Last edited: Jan 15, 2004
8. Jan 15, 2004

### fannemel

$$\frac{Im_{z2}}{x^2 + y^2} = Im [\frac{1}{z1}]$$

Would that be any better?

For me that would equal:

$${\frac{-y}{x^2 + y^2} = Im [\frac{1}{z1}]$$
since $$Im_{z2} = -y$$

Last edited: Jan 15, 2004
9. Jan 17, 2004

Yes that is absolutely correct. You get the imaginary part of the reciprocal of z1, not z1

10. Jan 17, 2004

### HallsofIvy

That is true because $$x^2+ y^2$$ is a real number.
In general you cannot get the imaginary part of a number computed by a formula just by replacing each number in the formula by its imaginary part.

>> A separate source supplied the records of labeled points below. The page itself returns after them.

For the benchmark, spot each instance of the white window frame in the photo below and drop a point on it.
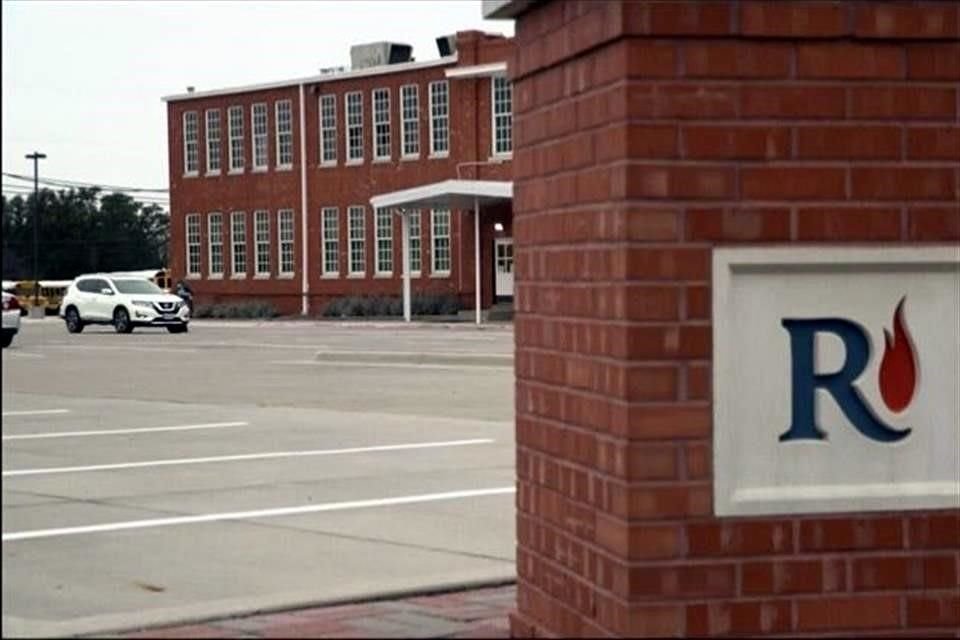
(213, 142)
(416, 243)
(380, 131)
(434, 237)
(261, 243)
(347, 139)
(285, 244)
(235, 135)
(330, 242)
(356, 240)
(238, 243)
(435, 119)
(383, 240)
(328, 129)
(503, 119)
(192, 244)
(261, 135)
(191, 144)
(214, 245)
(284, 135)
(410, 126)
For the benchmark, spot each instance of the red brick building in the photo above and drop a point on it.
(270, 185)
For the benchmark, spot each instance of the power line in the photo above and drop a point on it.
(78, 183)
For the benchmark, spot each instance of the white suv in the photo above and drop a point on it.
(125, 302)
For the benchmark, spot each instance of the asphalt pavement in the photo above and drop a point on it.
(156, 479)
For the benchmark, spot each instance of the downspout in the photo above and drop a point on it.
(305, 279)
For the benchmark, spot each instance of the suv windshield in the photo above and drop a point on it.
(136, 286)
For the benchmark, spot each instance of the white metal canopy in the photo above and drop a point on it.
(456, 195)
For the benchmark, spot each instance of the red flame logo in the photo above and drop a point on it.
(898, 369)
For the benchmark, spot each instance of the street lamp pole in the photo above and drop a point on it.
(36, 156)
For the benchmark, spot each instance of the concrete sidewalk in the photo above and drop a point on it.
(477, 613)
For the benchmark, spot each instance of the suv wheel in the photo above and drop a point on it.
(121, 321)
(74, 323)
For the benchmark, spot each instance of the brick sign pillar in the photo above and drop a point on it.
(646, 134)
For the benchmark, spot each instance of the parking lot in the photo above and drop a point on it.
(154, 478)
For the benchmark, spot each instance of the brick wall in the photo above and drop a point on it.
(646, 133)
(340, 185)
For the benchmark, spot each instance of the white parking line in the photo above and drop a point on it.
(404, 365)
(260, 513)
(39, 412)
(111, 432)
(248, 456)
(91, 347)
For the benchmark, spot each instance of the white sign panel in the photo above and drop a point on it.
(836, 379)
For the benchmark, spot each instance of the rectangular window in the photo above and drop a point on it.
(381, 124)
(235, 117)
(191, 157)
(330, 231)
(354, 102)
(285, 231)
(259, 116)
(213, 142)
(415, 244)
(356, 229)
(384, 229)
(215, 244)
(238, 247)
(502, 116)
(261, 242)
(440, 235)
(284, 134)
(193, 245)
(410, 119)
(439, 118)
(328, 129)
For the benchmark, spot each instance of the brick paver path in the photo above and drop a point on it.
(478, 613)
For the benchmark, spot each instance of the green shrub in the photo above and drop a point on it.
(245, 310)
(429, 304)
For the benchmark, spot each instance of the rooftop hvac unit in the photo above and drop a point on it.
(376, 54)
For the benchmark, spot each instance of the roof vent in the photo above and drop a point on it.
(376, 54)
(447, 45)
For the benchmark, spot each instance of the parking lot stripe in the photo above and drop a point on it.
(246, 456)
(392, 365)
(259, 513)
(39, 412)
(113, 432)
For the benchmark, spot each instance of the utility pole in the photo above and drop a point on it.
(36, 156)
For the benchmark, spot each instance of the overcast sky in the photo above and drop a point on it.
(83, 81)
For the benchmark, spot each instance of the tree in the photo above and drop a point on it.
(83, 231)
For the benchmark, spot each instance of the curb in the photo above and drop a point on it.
(453, 586)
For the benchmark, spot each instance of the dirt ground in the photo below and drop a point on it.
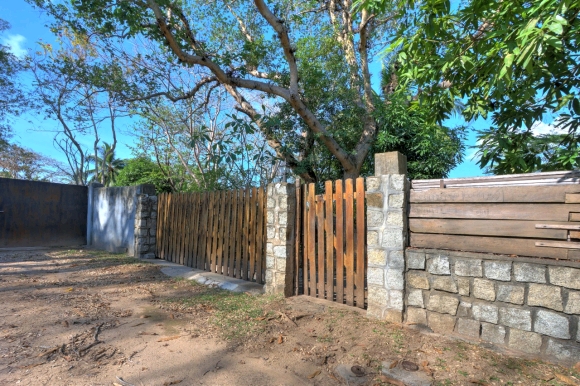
(79, 317)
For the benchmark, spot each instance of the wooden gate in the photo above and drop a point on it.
(331, 242)
(222, 232)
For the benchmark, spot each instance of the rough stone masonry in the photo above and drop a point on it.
(524, 304)
(386, 199)
(280, 206)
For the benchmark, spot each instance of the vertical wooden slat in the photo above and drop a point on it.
(191, 230)
(159, 233)
(226, 232)
(214, 234)
(182, 226)
(305, 225)
(232, 233)
(239, 234)
(252, 230)
(298, 240)
(245, 238)
(198, 225)
(260, 242)
(311, 240)
(349, 256)
(173, 222)
(320, 258)
(194, 229)
(158, 225)
(226, 238)
(220, 233)
(186, 225)
(360, 243)
(339, 241)
(209, 230)
(203, 232)
(329, 229)
(167, 231)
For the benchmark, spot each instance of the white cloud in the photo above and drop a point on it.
(16, 44)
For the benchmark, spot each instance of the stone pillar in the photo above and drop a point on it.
(386, 237)
(145, 222)
(90, 210)
(280, 218)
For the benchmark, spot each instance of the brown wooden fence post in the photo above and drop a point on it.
(386, 196)
(280, 233)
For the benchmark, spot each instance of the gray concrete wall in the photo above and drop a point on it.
(528, 305)
(113, 219)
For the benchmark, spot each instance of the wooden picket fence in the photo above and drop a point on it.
(331, 242)
(221, 232)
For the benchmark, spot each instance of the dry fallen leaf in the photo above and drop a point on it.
(566, 379)
(392, 381)
(476, 382)
(169, 338)
(314, 374)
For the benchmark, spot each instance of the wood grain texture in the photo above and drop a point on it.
(501, 194)
(298, 239)
(339, 241)
(572, 198)
(503, 228)
(535, 212)
(558, 244)
(232, 232)
(507, 246)
(349, 238)
(361, 246)
(320, 246)
(329, 232)
(239, 234)
(311, 240)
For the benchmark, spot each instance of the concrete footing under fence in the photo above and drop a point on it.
(208, 278)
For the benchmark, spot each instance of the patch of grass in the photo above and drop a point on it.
(235, 314)
(398, 339)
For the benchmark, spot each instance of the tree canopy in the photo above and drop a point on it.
(514, 62)
(299, 71)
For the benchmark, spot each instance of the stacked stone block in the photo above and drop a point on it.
(526, 305)
(280, 208)
(145, 226)
(386, 238)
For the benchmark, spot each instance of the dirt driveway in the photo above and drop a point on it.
(74, 317)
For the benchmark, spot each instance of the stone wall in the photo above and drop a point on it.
(280, 206)
(386, 239)
(146, 226)
(529, 305)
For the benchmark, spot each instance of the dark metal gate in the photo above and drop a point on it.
(34, 214)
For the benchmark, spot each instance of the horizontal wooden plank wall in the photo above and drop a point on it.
(221, 232)
(514, 220)
(529, 179)
(331, 242)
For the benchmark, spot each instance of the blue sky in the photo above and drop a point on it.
(33, 131)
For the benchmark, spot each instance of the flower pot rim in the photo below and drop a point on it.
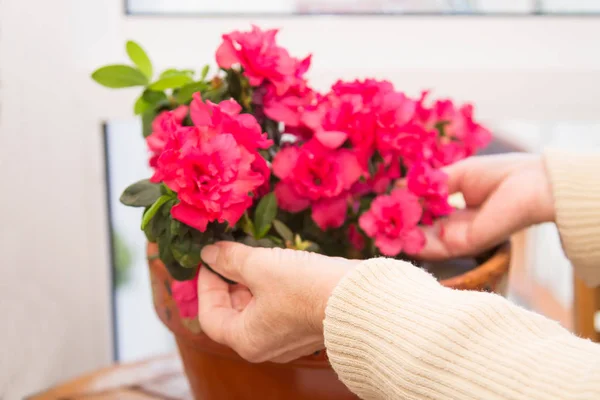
(482, 277)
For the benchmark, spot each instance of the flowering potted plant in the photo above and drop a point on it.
(254, 154)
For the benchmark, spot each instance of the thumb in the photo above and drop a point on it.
(235, 261)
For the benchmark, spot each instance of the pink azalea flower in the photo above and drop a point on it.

It would be far better for you to replace $$z_1$$ and $$z_2$$ by x+iy and x-iy right from the start:

$$\frac{1}{z_1}= \frac{1}{x+iy}$$. Now multiply both numerator and denominator by x- iy to get $$\frac{(1)(x- iy)}{(x+iy)(x-iy)}= \frac{x- iy}{x^2+ y^2}= $$\frac{x}{x^2+y^2}$$-$$\frac{y}{x^2+y^2}$$i$$ so that it is obvious that the real part is $$\frac{x}{x^2+y^2}$$ and the imaginary part is $$\frac{-y}{x^2+y^2}$$.